Par Antoine Moreau··5 min de lecture·Source: Footmercato

L'ancienne légende du Barça n'y va pas par quatre chemins : onze ans après Berlin, le club catalan n'est pas encore prêt à reconquérir l'Europe.

Thierry Henry lâche une vérité qui fait mal au Barça

« Le Barça ne gagnera pas la Ligue des Champions de sitôt. » Quand Thierry Henry sort une sentence pareille, ce n'est pas un consultant lambda qui remplit du temps d'antenne. C'est un homme qui a porté ce maillot grenat, qui a connu l'ivresse du Camp Nou sous Pep Guardiola, qui sait ce que représente cette institution dans les entrailles du football mondial. Et justement parce qu'il sait, ses mots pèsent. Ils tranchent. Ils blessent, peut-être. Mais ils sonnent juste.

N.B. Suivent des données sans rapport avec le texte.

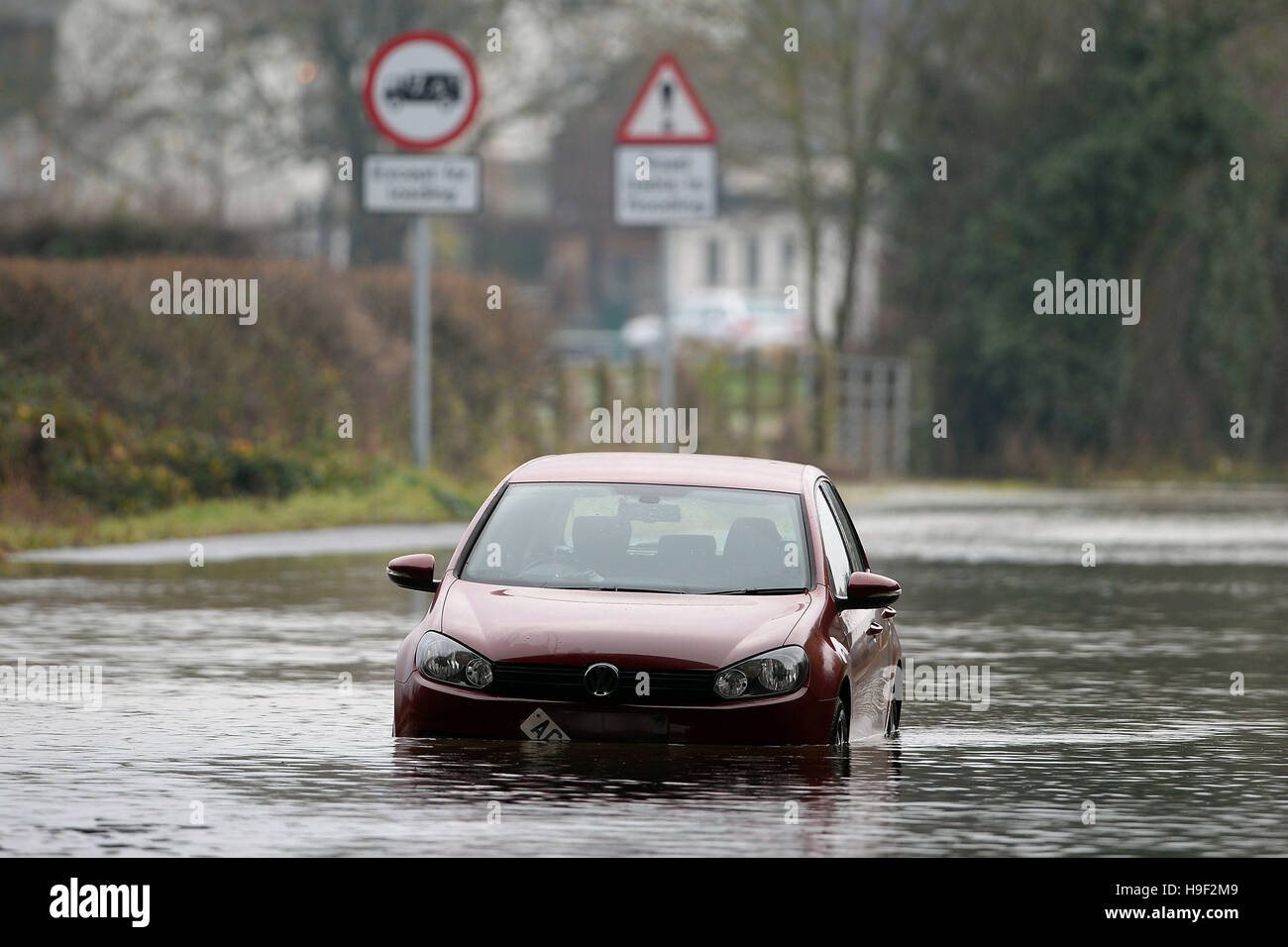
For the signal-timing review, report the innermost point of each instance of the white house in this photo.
(764, 254)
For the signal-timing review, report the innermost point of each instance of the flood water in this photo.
(246, 705)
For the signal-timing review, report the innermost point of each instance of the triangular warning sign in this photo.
(666, 110)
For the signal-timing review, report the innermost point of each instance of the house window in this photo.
(712, 262)
(752, 262)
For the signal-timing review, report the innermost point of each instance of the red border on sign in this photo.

Onze ans de disette européenne, et Henry qui appuie là où ça fait mal

Juin 2015, Berlin, l'Olympiastadion. Luis Suárez, Lionel Messi, Neymar. La Juventus Turin balayée 3-1 en finale. C'était la dernière fois que le FC Barcelone soulevait la coupe aux grandes oreilles. Depuis, une décennie entière s'est écoulée. Une décennie de promesses, de reconstructions annoncées, de projets sportifs présentés en grande pompe — et de désillusions répétées sur la scène européenne.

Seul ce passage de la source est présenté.